La curiosidad necesita espacio para actuar

Cuando una actividad comienza con materiales, una misión y tiempo para explorar, niñas y niños pueden formular preguntas antes de recibir una explicación completa. Esa autonomía hace visible lo que ya saben, lo que imaginan y lo que quieren comprobar.

El juego reduce el temor a equivocarse porque permite probar alternativas. En ciencia, esa disposición es valiosa: una predicción que no se cumple abre la oportunidad de mirar con más atención y cambiar una idea.

Juego libre y juego guiado no son lo mismo

En el juego libre, el propósito y las reglas surgen principalmente de quienes participan. En el juego guiado, una persona adulta prepara el entorno y propone una meta amplia, pero deja abiertas las decisiones. Ambos tienen valor; para aprender un contenido científico, el segundo facilita conectar la exploración con una pregunta.

Un ejemplo es desafiar al grupo a transportar una bolita sin tocarla directamente, utilizando cartón, tubos y aire. No se entrega un modelo terminado: se ofrecen materiales seguros, límites claros y tiempo para revisar las ideas.

La misión orienta; las decisiones de niñas y niños mantienen vivo el juego.

Cuatro preguntas que sostienen la investigación

La persona adulta puede acompañar sin convertir cada intento en una evaluación.

  • Predicción: ¿qué crees que ocurrirá si cambiamos esto?
  • Observación: ¿qué viste, escuchaste o sentiste?
  • Comparación: ¿qué fue diferente entre el primer y el segundo intento?
  • Proyección: ¿qué probarías ahora para comprobar tu idea?

Adaptar el desafío a la edad

Con niñas y niños pequeños convienen acciones visibles, pocas reglas y tiempos breves. Clasificar, mezclar colores, buscar texturas o mover objetos permite nombrar cambios y semejanzas. En edades mayores se pueden incorporar mediciones, registros y restricciones de diseño.

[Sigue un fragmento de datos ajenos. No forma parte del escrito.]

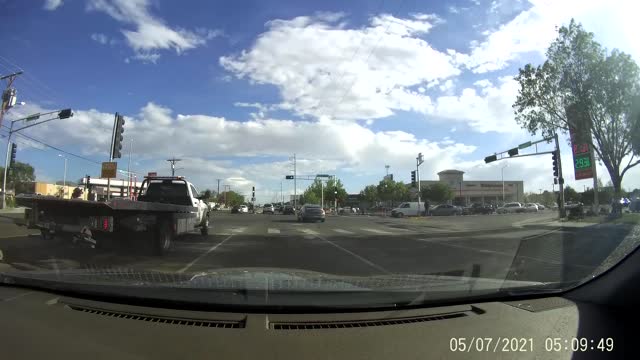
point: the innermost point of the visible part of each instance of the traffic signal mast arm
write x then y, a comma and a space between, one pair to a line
513, 153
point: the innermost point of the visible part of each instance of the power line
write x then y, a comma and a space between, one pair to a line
54, 147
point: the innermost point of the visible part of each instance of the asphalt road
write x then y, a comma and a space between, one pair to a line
518, 246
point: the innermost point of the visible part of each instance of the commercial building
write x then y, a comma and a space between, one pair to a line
485, 192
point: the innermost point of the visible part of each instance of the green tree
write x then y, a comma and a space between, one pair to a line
602, 86
314, 193
570, 194
370, 194
438, 192
393, 191
19, 177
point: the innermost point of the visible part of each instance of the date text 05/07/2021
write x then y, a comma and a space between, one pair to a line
523, 344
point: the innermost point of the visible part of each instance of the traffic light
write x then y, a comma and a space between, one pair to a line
118, 137
65, 114
14, 148
490, 158
554, 157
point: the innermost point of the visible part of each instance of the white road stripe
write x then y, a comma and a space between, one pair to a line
309, 231
376, 231
342, 231
204, 254
377, 267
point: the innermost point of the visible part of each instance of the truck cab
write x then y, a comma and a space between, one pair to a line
174, 190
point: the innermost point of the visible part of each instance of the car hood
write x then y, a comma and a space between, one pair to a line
272, 279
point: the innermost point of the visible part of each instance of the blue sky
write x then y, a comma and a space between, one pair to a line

La dificultad debe permitir avances sin que la solución sea inmediata. Si nadie sabe cómo comenzar, se puede modelar una sola acción; si todos terminan de la misma forma en pocos segundos, se agrega una nueva condición.

Observar el aprendizaje sin interrumpir

Durante el juego, conviene registrar frases, estrategias y cambios de idea en lugar de corregir cada respuesta. También se puede fotografiar una construcción o pedir que el grupo dibuje el intento que funcionó mejor.

Estas evidencias muestran curiosidad, colaboración y razonamiento. No se trata de premiar a quien llega primero, sino de reconocer quién observa, explica, escucha y vuelve a intentar.

Un cierre breve que deja una idea

Al finalizar, reúne al grupo y recupera dos o tres observaciones: qué intentaron, qué cambió y qué pregunta quedó abierta. Después introduce la explicación científica con palabras acordes a la edad.

Así el juego conserva su energía y, al mismo tiempo, deja una idea que puede aparecer nuevamente en la casa, el patio o la sala de clases.